Basis Functions
- hddid.polynomial_sieve_basis(z, degree)[source]
Construct a one-dimensional polynomial sieve basis with an intercept.
Builds the matrix [1, z, z^2, …, z^degree] for use as the nonparametric sieve in the partially-linear model Eq. (3.1).
- Parameters:
- Returns:
Polynomial basis matrix with column j equal to z^j.
- Return type:
ndarray of float, shape (n, degree + 1)
- Raises:
ValueError – If z is not one-dimensional, contains non-finite values, or degree is not a non-negative integer.
- hddid.trigonometric_sieve_basis(z, degree)[source]
Construct a one-dimensional trigonometric sieve basis with an intercept.
Builds the matrix [1, cos(2*pi*z), sin(2*pi*z), …, cos(2*degree*pi*z), sin(2*degree*pi*z)] for use as the nonparametric sieve in Eq. (3.1).
- Parameters:
- Returns:
Trigonometric basis matrix.
- Return type:
ndarray of float, shape (n, 2*degree + 1)
- Raises:
ValueError – If z is not one-dimensional, contains non-finite values, or degree is not a positive integer.
- hddid.bspline_sieve_basis(z, degree)[source]
Construct a B-spline sieve basis matrix.
B-splines have the optimal Bernstein constant O(1), superior to polynomial O(k^{d_z/2}) and trigonometric O(k^{d_z}) bases Ning, Peng, and Tao (2020).
- Parameters:
z (ndarray, shape (n,)) – Scalar variable values.
degree (int) – Number of interior knots (>= 1). Cubic B-splines (order 4) are used. Total basis dimension = degree + 4.
- Returns:
basis_matrix – B-spline basis functions evaluated at z.

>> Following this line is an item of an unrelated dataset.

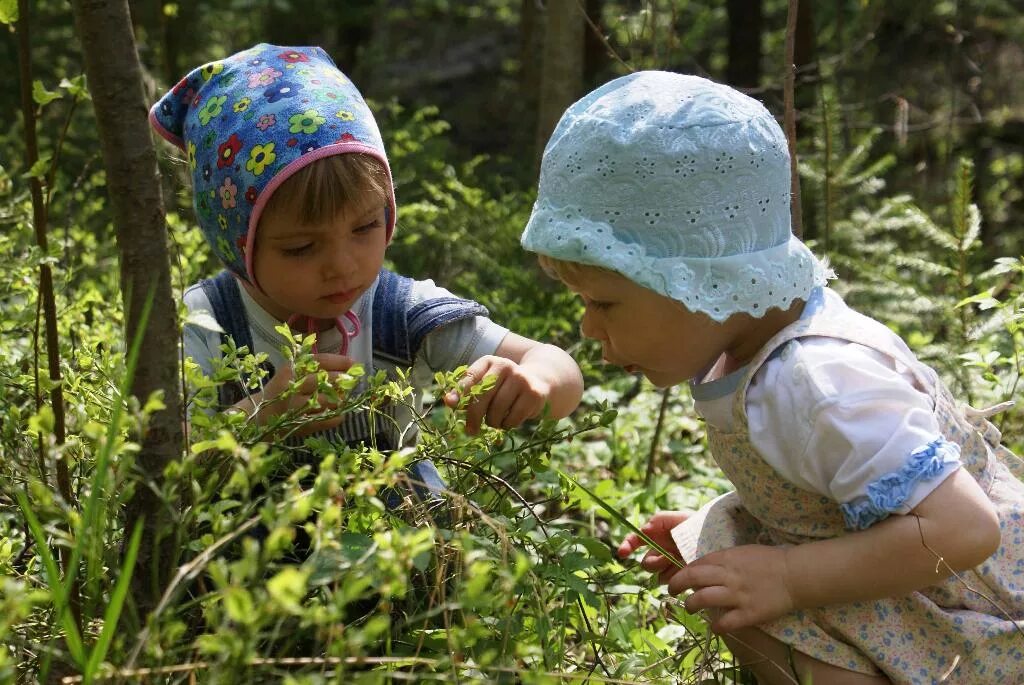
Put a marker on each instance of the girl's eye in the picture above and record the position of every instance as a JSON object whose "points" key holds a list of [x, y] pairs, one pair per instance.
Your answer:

Includes a leading constant column for compatibility. One B-spline column is dropped to break the partition-of-unity constraint and ensure full column rank.
- Return type:
ndarray, shape (n, degree + 4)
- hddid.suggest_basis_degree(n, p, *, basis_family='polynomial', method='conservative')[source]
Suggest a basis function degree based on sample size and dimension.
Implements the truncation parameter selection heuristic from Ning, Peng, and Tao (2020), Assumption 6 and surrounding discussion.
The conservative rule uses k_n = floor(c * log(n)) with c chosen to satisfy the theoretical constraint k_n = o(sqrt(n) / sqrt(log(p))).
- Parameters:
n (int) – Sample size (number of observations).
p (int) – Number of high-dimensional covariates.
basis_family (str, default "polynomial") – Basis function family (“polynomial” or “trigonometric”). Affects the Bernstein constant growth rate.
method (str, default "conservative") –
Selection method. Currently supported:
”conservative”: Uses k_n = floor(c * log(n)) with c calibrated to the theoretical upper bound.
”upper_bound”: Returns the theoretical maximum k_n satisfying Assumption 6 constraints.
- Returns:
Recommended basis degree (>= 1).
- Return type:
- Raises:
ValueError – If n <= 0, p <= 0, basis_family is invalid, or method is invalid.
Notes
The theoretical constraint from the paper is:
k_n = o(sqrt(n) / sqrt(log(p)))
For the conservative rule, we use c = 1.5 (middle of the paper’s suggested range [1, 3]) and then clip to the theoretical upper bound.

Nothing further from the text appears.